Joe Sugg says his success on Strictly Come Dancing has given other YouTubers hope of having successful TV careers.
The 27-year-old made it to the final of the show in December, losing to Stacey Dooley.
Speaking at a conference for vloggers this weekend, Joe said his appearance “was beneficial for the whole of social media”.
He previously said he hoped going on Strictly would “build a relationship” between vloggers and broadcasters.
Joe was speaking at VidCon London.
But that transition from social media to telly is not one all are capable of making.
“They need help,” Lucy Loveridge told Radio 1 Newsbeat at the convention.
Lucy’s the head of talent at Gleam Futures – the UK’s largest agency for online stars.
“They’ve been in their bedroom [vlogging] and need a bit of coaching,” she explains. “That investment is necessary.”
Recently there’s been an increase in traditional media booking online stars: Zoe Sugg (Joe’s sister) took part in The Great British Bake Off for Comic Relief and Trisha Paytas appeared on Celebrity Big Brother.
BBC Radio 5 live also hosted commentary of the boxing match between YouTubers Logal Paul and KSI.
Holly Horne, who has more than 13m followers on social media app TikTok, says she’s starting to be approached more by execs.
“Life is starting to get crazy,” she explains. “Since I’ve blown up over the past few months there’s been offers and I’ve said yes to everything.”
The 22-year-old from Guernsey, known online as HollyH, posts comedy lip syncs and is the most followed Brit on the platform.
“I’ve had a couple of meetings over the past few days which have been insane,” she tells Newsbeat.
When asked if she’ll be taking part in this year’s Strictly Come Dancing, Holly smiles and says: “Joe Sugg’s manager is my manager so crazy stuff is going to happen.”
Holly also said she’d like to move into movies and is working on a CBBC series.
It’s the same on the other side of the Atlantic too.
“We’re getting opportunities because of YouTube,” the Merrell Twins tell Newsbeat.
The 22-year-old sisters post comedy sketches and music covers to their four million subscribers.

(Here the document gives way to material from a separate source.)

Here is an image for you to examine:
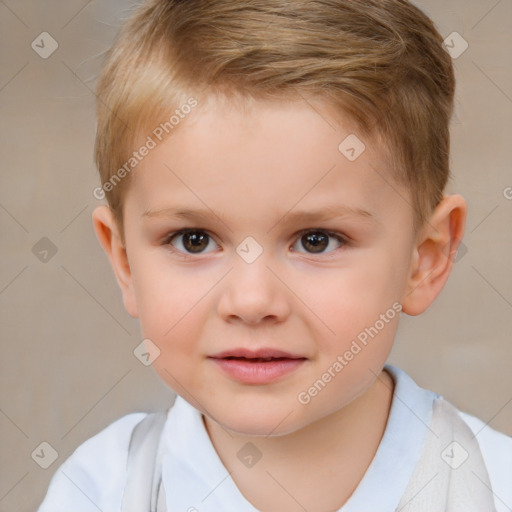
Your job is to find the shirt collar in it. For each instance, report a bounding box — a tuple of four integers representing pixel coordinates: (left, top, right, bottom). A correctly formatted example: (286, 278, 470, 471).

“I’m not trying to brag but it’s crazy the numbers we can bring,” Veronica explains.
“Traditional media see the influence we have and want to get viewers.”
“Because of YouTube” they’ve just landed a role in upcoming comedy film Limited Partners starring Salma Hayek and Tiffany Haddish.
“It gave us validation for the role because of the success our channel.”
YouTube favourite website
3 hoursAmount of time children aged 5-16 are spending online per day
7/10Children have used Netflix during the past week
10%Watch almost all programmes on TV
58%Watch on-demand programmes on mobile phones
Younger audiences spend more time online than they do watching TV or films, with only 10% of young people getting “almost all” their TV programmes through a TV screen.
But, as Lucy Loveridge explains, there’s a limit to what online stars can bring to TV.
“There’s no T4 anymore and that was such a testing ground for finding and developing new talent.”
Riyadh Khalaf, a YouTuber who’s made documentaries for BBC Three and hosts a podcast for Radio 1, says: “I only went on YouTube because I couldn’t get a job on TV.”
He says TV execs started to take notice when online sites started writing about him but “they didn’t know where to put me.”
“We are now proving to traditional media that if you develop us and train us we can be just as good as Davina McCall, Alan Carr or Graham Norton.
“There’s a real democracy of talent, which is great.”